Don’t throw that away – it’ll be worth money some day. We’ve all said it, or agreed when someone else did, and secretly we dream of making it rich, like Del and Rodney when they found that old watch after Only Fools And Horses got a bit tired.
Now somebody else has done it, for real, or so it seems. And it’s a compelling story.
Six years ago, lawyer Frank Abrams blew ten bucks on an old photo printed on metal. He found it in a flea market and hung it on his wall in North Carolina, USA.
It’s just been valued at $5 million because historians think the photo may show William Bonney, better known as Billy The Kid, and Pat Garrett, legendary figures of the old West. It was probably taken between 1875 and 1890, when the men were friends. In 1891 Garrett, by then a sheriff, shot and killed Bonney.
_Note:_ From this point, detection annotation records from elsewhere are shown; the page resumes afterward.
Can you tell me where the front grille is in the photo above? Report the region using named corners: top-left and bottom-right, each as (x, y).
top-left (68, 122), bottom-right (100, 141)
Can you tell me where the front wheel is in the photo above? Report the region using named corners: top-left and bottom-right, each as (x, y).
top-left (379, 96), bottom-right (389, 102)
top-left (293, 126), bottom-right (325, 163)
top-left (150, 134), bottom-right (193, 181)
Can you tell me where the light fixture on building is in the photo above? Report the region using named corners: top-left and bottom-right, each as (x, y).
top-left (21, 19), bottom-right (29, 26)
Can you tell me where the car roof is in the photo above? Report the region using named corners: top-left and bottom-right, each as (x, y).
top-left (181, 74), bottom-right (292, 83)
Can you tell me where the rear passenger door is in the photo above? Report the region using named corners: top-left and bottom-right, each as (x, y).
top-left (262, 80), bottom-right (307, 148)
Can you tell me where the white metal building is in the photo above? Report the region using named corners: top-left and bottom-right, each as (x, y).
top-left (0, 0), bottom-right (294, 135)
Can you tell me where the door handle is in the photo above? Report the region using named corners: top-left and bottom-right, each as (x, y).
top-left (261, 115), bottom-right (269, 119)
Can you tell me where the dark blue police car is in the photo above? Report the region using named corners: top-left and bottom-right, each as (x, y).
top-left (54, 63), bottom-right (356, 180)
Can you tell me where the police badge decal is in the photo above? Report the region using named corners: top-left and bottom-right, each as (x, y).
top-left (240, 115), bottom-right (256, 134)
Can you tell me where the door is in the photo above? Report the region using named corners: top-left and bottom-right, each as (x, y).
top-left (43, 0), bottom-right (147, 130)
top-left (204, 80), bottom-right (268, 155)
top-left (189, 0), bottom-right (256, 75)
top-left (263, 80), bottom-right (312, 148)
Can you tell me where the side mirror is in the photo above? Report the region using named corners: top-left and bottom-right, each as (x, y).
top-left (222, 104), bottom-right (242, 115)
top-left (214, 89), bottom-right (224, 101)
That photo, if genuine, is an astonishing piece of history, an artefact recording two fortune-hunters who crossed over into myth.
It’s also excitingly expensive.
I bang on about stuff a lot, I know. I feel we are tied to our possessions and sometimes they own us as much as we own them, although I understand today’s younger people are becoming less acquisitive.
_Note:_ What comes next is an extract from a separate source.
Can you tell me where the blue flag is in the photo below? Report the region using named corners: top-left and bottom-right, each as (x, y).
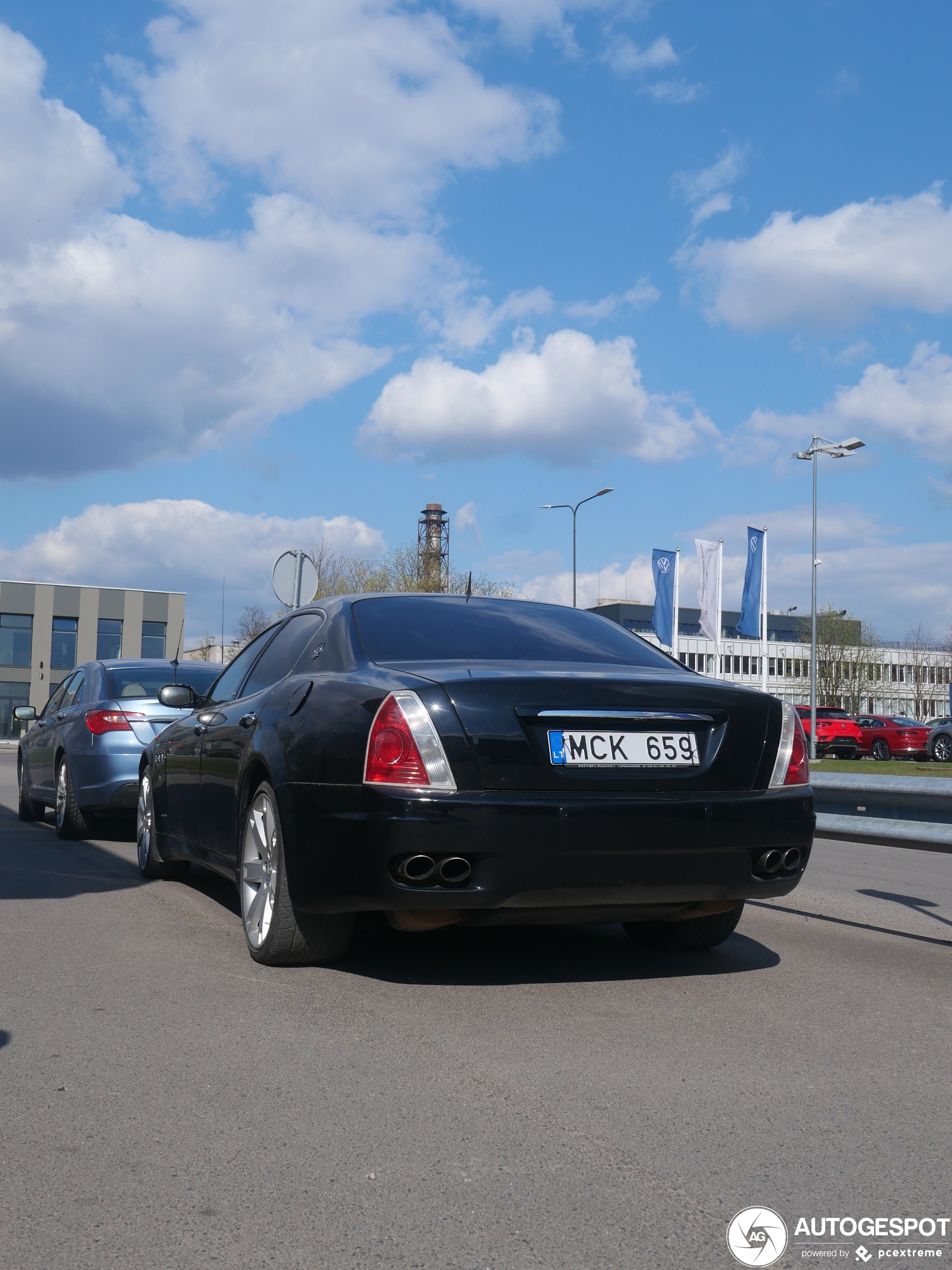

Five years ago, I moved countries and it made me seriously consider what I wanted to own. But I didn’t ditch everything and I still have boxes containing items I will never use again.
So why keep them? Some of it has to be a desire that someone will agree that my junk has value. As a comic book collector, I’m always destroying people’s hopes by telling them their “rare” item is worth about 50p, but still they keep it because maybe, just maybe, it’s worth 50 grand.
It’s sentiment, too. We value our tat and think others should, too. That’s real silver, or at least plate, or, wait, it’s pewter but it was granny’s so we should keep it and perhaps it will be worth money some day.
And we scour the boot sales hoping to find treasure, because sometimes it does happen.